APA - Austria Presse Agentur

Weiter Kritik an Aufnahmen in Pausen des Grasser-Prozesses

Dass während des Prozesses gegen Ex-Finanzminister Karl-Heinz Grasser und andere auch vor und nach der Hauptverhandlung sowie in den Prozesspausen im Schwurgerichtssaal des Wiener Straflandesgerichts Ton- und Bildaufnahmen stattfanden, sorgt für anhaltende Expertenkritik. Die Notwendigkeit einer Neuauflage des Verfahrens, wie von den Grasser-Verteidigern gefordert, findet sich darin aber nicht.

Trotzdem sind die Vorwürfe durchaus schwerwiegend. "Buwog - Rechtsstaatlichkeit in Gefahr", titelte heute die Rechtsanwaltskammer in einer Aussendung. Der Rechtsstaat sei auch beim Einsatz digitaler Hilfsmittel "nicht disponibel". "Die zuletzt bekanntgewordenen Vorfälle über Missbrauch von Bild- und Tonaufzeichnungen im Buwog-Prozess sind inakzeptabel, so Michael Enzinger, Präsident der Rechtsanwaltskammer Wien.

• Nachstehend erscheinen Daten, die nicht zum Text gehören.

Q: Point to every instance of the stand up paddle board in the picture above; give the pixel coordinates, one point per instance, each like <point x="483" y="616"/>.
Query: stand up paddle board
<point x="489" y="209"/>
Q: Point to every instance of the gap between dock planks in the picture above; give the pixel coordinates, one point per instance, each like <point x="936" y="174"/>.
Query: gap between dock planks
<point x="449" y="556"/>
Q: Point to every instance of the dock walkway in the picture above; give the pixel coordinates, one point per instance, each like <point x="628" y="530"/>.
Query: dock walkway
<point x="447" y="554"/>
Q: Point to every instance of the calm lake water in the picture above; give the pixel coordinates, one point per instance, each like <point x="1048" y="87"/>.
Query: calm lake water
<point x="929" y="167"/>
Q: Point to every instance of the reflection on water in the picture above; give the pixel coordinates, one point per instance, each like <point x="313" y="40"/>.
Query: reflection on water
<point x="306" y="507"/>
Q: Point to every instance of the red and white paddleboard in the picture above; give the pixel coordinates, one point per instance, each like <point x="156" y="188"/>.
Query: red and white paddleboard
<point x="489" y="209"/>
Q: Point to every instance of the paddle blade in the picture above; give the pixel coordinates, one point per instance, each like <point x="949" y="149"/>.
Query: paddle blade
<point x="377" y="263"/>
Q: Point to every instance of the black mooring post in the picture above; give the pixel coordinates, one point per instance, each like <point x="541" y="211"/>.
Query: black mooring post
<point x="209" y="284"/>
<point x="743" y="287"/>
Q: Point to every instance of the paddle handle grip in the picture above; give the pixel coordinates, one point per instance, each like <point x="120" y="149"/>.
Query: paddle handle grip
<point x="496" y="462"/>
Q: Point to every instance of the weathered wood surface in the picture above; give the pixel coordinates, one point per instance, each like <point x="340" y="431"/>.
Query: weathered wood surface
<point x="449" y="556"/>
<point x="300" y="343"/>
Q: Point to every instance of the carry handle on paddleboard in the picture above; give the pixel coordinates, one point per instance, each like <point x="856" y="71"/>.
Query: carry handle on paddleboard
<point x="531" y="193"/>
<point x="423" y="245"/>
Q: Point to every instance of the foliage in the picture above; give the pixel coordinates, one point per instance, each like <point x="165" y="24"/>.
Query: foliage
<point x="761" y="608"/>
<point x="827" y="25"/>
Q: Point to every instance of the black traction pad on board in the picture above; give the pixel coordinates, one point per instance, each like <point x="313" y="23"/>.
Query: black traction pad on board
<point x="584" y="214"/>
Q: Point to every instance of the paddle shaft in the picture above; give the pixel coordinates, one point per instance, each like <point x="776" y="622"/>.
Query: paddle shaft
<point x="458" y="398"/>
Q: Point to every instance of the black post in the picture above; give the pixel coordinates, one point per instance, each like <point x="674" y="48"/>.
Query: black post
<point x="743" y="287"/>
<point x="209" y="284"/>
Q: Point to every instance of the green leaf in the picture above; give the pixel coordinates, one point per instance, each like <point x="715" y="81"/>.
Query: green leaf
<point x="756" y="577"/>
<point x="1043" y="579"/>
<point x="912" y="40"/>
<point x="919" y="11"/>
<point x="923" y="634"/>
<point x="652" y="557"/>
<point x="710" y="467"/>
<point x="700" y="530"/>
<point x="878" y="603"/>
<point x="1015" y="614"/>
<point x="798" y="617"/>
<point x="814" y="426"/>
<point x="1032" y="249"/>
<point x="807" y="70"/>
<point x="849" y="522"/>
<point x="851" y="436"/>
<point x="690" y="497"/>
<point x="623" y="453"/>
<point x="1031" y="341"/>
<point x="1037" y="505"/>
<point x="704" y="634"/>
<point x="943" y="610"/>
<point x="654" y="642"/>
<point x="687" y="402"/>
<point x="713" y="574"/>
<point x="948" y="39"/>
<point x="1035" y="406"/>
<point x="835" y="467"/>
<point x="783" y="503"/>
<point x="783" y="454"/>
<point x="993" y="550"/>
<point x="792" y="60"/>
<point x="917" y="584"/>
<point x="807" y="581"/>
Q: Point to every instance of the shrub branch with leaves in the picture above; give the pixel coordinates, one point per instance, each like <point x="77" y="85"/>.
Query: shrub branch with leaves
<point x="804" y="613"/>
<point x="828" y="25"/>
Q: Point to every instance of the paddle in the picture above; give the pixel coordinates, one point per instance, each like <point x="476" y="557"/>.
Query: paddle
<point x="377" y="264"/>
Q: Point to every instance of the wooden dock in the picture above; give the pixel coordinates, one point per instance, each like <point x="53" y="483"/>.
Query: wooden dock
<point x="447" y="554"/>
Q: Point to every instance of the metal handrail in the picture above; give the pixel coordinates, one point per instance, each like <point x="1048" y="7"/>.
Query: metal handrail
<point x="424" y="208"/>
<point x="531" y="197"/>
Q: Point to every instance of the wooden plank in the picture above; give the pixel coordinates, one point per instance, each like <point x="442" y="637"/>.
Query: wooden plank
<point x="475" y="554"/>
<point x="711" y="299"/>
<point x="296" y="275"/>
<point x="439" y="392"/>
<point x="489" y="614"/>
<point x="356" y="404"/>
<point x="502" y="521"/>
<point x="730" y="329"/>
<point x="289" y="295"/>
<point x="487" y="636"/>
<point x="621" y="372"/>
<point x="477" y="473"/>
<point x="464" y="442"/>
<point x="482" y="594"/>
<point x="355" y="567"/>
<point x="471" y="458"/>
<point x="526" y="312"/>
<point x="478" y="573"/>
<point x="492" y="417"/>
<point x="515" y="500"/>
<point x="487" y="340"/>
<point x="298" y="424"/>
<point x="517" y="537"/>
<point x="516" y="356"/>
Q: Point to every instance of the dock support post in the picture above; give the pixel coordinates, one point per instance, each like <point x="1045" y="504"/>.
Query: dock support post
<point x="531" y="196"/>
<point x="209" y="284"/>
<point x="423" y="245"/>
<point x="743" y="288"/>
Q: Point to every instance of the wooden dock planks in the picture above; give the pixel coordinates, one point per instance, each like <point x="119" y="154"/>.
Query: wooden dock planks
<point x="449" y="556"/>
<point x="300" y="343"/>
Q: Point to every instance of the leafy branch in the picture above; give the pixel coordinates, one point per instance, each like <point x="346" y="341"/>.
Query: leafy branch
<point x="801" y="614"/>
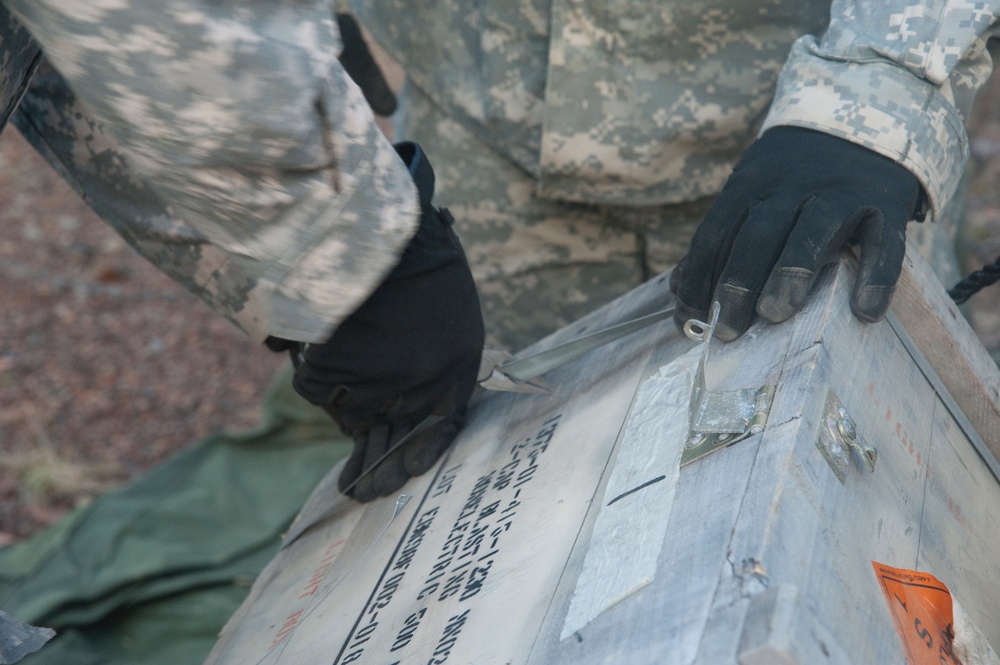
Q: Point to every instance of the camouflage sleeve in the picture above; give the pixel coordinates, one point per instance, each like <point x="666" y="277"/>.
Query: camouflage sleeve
<point x="255" y="143"/>
<point x="898" y="77"/>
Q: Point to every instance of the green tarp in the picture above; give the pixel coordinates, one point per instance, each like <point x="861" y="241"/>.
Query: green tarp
<point x="149" y="573"/>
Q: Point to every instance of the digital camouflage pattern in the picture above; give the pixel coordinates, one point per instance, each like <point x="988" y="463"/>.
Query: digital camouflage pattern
<point x="230" y="147"/>
<point x="640" y="102"/>
<point x="19" y="56"/>
<point x="556" y="152"/>
<point x="897" y="77"/>
<point x="539" y="264"/>
<point x="578" y="142"/>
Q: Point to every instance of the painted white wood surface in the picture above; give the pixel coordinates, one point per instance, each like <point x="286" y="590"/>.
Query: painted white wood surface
<point x="766" y="556"/>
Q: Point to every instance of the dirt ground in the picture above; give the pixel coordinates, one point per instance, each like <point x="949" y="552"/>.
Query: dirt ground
<point x="107" y="367"/>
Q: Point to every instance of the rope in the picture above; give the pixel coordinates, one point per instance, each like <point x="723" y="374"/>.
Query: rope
<point x="975" y="282"/>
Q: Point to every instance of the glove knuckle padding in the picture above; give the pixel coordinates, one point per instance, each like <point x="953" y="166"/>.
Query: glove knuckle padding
<point x="794" y="199"/>
<point x="410" y="350"/>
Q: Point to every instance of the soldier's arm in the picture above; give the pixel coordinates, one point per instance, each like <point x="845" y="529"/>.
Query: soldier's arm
<point x="254" y="158"/>
<point x="865" y="133"/>
<point x="242" y="123"/>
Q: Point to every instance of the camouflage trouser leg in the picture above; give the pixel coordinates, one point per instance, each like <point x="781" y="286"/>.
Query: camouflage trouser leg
<point x="539" y="264"/>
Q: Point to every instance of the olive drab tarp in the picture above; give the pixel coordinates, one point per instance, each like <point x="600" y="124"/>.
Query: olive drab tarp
<point x="149" y="573"/>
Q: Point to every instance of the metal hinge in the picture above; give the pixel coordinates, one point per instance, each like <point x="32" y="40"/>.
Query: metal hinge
<point x="838" y="435"/>
<point x="720" y="418"/>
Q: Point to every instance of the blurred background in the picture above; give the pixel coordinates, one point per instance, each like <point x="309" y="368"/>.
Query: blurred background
<point x="107" y="367"/>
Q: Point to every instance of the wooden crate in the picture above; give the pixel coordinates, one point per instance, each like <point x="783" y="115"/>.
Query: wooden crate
<point x="562" y="528"/>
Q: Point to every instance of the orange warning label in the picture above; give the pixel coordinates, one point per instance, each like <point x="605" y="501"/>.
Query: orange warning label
<point x="920" y="605"/>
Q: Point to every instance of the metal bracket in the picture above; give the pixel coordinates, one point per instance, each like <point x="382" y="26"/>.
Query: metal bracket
<point x="720" y="418"/>
<point x="837" y="435"/>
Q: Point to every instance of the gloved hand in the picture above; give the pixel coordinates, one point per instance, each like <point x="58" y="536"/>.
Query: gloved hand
<point x="795" y="198"/>
<point x="411" y="350"/>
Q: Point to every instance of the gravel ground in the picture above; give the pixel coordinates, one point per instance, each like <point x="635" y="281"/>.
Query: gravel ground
<point x="107" y="367"/>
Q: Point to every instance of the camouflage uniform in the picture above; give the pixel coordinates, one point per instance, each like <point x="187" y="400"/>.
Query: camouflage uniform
<point x="227" y="145"/>
<point x="579" y="143"/>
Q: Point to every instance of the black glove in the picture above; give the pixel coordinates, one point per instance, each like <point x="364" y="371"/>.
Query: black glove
<point x="411" y="350"/>
<point x="795" y="198"/>
<point x="357" y="61"/>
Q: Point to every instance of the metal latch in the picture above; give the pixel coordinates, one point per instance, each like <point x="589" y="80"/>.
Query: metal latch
<point x="838" y="435"/>
<point x="720" y="418"/>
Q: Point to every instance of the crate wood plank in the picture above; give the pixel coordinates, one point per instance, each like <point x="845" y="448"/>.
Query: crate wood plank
<point x="950" y="346"/>
<point x="765" y="554"/>
<point x="960" y="526"/>
<point x="504" y="495"/>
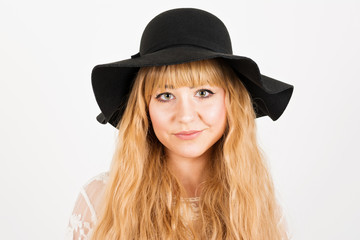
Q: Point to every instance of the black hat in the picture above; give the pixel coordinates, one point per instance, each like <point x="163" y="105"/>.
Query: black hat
<point x="178" y="36"/>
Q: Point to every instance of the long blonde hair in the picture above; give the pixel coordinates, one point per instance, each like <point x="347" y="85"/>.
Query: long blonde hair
<point x="236" y="202"/>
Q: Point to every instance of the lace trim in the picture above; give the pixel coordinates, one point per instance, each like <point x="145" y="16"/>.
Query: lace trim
<point x="101" y="177"/>
<point x="89" y="204"/>
<point x="78" y="225"/>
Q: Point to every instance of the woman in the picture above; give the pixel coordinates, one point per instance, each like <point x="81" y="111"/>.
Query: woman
<point x="187" y="164"/>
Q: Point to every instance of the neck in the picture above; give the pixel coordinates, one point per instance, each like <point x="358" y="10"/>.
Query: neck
<point x="191" y="172"/>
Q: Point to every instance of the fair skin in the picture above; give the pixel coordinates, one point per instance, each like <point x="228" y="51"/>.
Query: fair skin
<point x="185" y="109"/>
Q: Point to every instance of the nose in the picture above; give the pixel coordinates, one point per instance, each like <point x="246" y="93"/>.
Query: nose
<point x="186" y="110"/>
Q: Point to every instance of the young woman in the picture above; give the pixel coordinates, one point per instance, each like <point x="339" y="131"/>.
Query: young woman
<point x="187" y="164"/>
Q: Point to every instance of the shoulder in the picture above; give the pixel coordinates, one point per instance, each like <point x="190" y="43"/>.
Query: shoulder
<point x="100" y="179"/>
<point x="93" y="190"/>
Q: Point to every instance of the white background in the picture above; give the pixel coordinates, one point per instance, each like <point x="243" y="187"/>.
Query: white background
<point x="51" y="143"/>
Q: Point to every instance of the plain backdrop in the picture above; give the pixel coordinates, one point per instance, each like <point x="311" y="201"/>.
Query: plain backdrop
<point x="51" y="143"/>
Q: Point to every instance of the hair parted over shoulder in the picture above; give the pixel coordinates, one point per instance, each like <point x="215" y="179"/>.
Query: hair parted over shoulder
<point x="142" y="197"/>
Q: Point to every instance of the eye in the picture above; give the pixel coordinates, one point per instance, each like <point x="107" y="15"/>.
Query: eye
<point x="166" y="94"/>
<point x="204" y="91"/>
<point x="165" y="97"/>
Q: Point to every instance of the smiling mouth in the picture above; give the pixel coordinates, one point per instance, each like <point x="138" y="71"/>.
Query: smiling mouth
<point x="188" y="135"/>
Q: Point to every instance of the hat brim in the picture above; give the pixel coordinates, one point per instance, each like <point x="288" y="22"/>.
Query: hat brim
<point x="111" y="83"/>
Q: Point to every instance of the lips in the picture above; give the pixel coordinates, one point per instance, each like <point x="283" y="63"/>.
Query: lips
<point x="188" y="135"/>
<point x="187" y="132"/>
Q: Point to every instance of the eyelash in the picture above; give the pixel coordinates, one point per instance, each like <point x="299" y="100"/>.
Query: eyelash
<point x="201" y="90"/>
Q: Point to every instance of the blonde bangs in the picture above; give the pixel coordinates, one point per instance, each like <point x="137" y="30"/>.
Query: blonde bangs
<point x="191" y="74"/>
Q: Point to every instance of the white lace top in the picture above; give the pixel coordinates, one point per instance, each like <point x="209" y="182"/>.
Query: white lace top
<point x="84" y="215"/>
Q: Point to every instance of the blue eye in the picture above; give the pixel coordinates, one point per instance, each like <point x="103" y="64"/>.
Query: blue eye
<point x="206" y="94"/>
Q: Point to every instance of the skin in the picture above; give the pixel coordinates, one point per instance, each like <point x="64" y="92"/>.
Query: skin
<point x="187" y="109"/>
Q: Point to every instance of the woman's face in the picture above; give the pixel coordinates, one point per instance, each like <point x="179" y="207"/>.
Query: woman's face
<point x="188" y="109"/>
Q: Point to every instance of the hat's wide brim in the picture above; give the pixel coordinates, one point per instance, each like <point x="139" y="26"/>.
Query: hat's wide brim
<point x="112" y="82"/>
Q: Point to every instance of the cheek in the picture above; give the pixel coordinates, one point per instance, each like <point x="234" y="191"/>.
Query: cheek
<point x="215" y="113"/>
<point x="158" y="119"/>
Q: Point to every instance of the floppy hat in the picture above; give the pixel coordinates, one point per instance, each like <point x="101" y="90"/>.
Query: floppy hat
<point x="178" y="36"/>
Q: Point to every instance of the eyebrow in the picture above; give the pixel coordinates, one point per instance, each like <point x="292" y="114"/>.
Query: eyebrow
<point x="172" y="87"/>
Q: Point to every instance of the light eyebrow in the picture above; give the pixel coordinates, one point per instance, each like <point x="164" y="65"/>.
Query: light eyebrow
<point x="172" y="87"/>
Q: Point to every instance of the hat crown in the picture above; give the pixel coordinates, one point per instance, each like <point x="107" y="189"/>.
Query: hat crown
<point x="185" y="26"/>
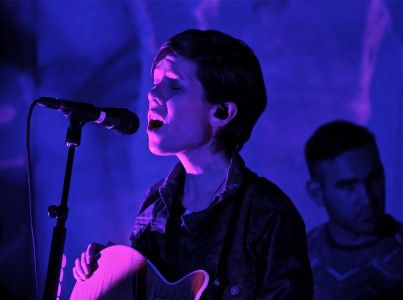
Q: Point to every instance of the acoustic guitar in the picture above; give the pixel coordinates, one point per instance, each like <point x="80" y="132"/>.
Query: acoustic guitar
<point x="123" y="273"/>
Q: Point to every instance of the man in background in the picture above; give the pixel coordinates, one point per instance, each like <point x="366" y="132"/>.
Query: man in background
<point x="358" y="253"/>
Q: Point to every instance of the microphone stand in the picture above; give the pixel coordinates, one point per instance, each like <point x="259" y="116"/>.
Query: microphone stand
<point x="73" y="139"/>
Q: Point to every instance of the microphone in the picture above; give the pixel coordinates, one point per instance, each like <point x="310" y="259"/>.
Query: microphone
<point x="120" y="120"/>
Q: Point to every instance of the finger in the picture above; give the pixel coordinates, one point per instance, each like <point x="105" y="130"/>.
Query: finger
<point x="79" y="269"/>
<point x="75" y="274"/>
<point x="84" y="264"/>
<point x="92" y="250"/>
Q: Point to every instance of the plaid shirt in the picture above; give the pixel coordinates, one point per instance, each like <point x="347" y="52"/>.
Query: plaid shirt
<point x="268" y="256"/>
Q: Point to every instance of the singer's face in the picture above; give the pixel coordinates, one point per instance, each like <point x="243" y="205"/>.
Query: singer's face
<point x="178" y="113"/>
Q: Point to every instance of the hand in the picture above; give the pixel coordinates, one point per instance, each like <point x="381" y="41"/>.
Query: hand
<point x="85" y="265"/>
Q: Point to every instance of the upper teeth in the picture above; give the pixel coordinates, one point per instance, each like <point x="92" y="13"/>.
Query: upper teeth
<point x="157" y="118"/>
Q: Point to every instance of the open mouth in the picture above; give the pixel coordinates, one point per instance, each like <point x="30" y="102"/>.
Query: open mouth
<point x="155" y="124"/>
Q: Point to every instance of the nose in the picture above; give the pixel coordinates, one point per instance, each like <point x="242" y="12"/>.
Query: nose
<point x="365" y="196"/>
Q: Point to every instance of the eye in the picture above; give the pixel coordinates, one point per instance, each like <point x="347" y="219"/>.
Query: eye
<point x="175" y="87"/>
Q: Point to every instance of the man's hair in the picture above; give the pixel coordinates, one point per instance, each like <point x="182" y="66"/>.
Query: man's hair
<point x="333" y="139"/>
<point x="228" y="70"/>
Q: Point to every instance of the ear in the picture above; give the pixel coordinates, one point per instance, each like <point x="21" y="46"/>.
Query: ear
<point x="221" y="114"/>
<point x="315" y="191"/>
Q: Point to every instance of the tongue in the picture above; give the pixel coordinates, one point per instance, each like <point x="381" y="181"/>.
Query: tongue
<point x="154" y="124"/>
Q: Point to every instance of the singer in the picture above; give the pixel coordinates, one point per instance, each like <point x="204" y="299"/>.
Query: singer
<point x="211" y="212"/>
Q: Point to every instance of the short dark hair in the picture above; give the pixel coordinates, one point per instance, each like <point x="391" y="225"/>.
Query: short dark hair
<point x="333" y="139"/>
<point x="228" y="70"/>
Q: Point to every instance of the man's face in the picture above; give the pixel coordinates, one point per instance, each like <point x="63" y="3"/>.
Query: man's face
<point x="353" y="189"/>
<point x="178" y="113"/>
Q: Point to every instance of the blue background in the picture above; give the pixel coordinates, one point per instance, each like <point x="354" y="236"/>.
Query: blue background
<point x="322" y="60"/>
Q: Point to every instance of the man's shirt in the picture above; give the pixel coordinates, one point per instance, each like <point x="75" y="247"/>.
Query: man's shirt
<point x="370" y="271"/>
<point x="268" y="254"/>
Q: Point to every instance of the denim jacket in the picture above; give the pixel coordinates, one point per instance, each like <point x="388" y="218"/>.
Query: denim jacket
<point x="268" y="256"/>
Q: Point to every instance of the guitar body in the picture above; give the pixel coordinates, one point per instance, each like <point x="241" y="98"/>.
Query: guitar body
<point x="123" y="273"/>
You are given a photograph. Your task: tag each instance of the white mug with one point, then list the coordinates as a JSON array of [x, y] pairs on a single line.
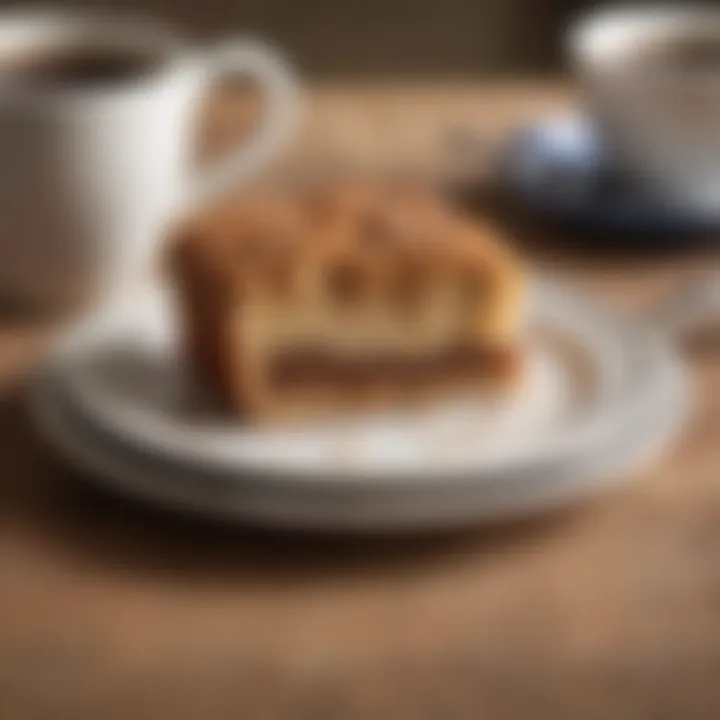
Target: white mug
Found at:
[[91, 175], [661, 125]]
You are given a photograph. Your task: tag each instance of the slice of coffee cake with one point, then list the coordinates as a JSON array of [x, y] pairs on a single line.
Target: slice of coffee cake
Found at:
[[344, 299]]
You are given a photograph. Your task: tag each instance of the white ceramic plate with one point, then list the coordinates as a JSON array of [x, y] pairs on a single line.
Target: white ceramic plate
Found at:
[[124, 374], [600, 395]]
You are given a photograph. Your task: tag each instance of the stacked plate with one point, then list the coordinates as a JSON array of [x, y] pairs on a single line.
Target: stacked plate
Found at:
[[601, 395]]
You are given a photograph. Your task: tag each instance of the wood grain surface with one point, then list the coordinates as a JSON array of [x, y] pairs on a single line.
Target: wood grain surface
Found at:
[[610, 610]]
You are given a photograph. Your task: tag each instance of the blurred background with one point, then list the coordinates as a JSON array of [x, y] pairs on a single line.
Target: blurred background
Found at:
[[327, 38]]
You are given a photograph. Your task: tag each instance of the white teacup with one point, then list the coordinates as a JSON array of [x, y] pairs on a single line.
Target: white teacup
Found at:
[[91, 172], [659, 115]]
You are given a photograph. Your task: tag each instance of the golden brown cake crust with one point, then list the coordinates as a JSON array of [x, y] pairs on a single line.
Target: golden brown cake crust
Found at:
[[349, 291]]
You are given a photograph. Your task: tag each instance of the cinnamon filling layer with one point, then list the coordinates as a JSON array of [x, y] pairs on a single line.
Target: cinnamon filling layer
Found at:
[[319, 369]]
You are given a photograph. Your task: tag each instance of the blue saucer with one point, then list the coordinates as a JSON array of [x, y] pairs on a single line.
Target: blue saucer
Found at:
[[557, 168]]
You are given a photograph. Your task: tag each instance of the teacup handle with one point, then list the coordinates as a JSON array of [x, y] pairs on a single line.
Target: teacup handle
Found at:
[[254, 59]]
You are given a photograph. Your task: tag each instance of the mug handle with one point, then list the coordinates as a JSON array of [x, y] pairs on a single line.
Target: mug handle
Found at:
[[280, 94]]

Der Innsbrucker Universitätsprofessor für Straf- und Strafprozessrecht, Klaus Schwaighofer, hält das Vorgehen des Gerichts für "objektiv unzulässig". Zwar erlaube die Strafprozessordnung (StPO) Ton- und Bildaufzeichnungen in der Hauptverhandlung (HV), Pausen gehörten aber eben nicht zur HV, sagte er zum "Standard". Strafprozessrechtsprofessor Robert Kert (WU Wien) wiederum kritisiert vor allem "den massiven Verstoß" gegen die Grundrechte, wie jenes auf Privatsphäre oder Verteidigung. Die Schlussfolgerung des Vorstands des Instituts für Europäisches Wirtschaftsstrafrecht: "Der Justiz fehlt die Grundrechtssensibilität."

Dem "Kurier" sagte Irmgard Griss, Ex-Präsidentin des Obersten Gerichtshofs, zu den Aufnahmen: "Sie werfen kein gutes Licht auf das Verfahren und die Justiz. Das ist nicht in Ordnung. Auch wenn es, so wie ich glaube, nicht mit böser Absicht passiert ist, muss gerade ein Gericht peinlichst genau Vorschriften einhalten." Für die Verteidigung seien die Aufnahmen "beinahe ein Glücksfall".

In der "Presse" meinte der Innsbrucker Strafrechtler Andreas Venier, dass es zu einem "Verstoß gegen die Strafprozessordnung" gekommen ist. Eine Nichtigkeit des Verfahrens schloss er nicht aus, "allerdings ist dieser Fall nicht sehr realistisch".

Gerichtspräsident Friedrich Forsthuber bezeichnete die Aufnahmen gestern im "Ö1-Mittagsjournal" als bedauerlich, sieht aber "keinen Nichtigkeitsgrund darin, dass die Schriftführerin versehentlich die Pause mitlaufen hat lassen". Richter, Staatsanwaltschaft oder Privatbeteiligte hätten darauf keinen Zugriff gehabt.

Richterin Marion Hohenecker hatte bereits gestern reagiert und die Zugangsregeln zum Großen Schwurgerichtssaal verschärft. Eingetreten darf nun nur mehr werden, wenn die Verhandlung aufgerufen wurde, in den Pausen "wird der Saal geräumt", so die Vorsitzende des Richtersenats. Der nächste Verhandlungstag ist der 17. Juni.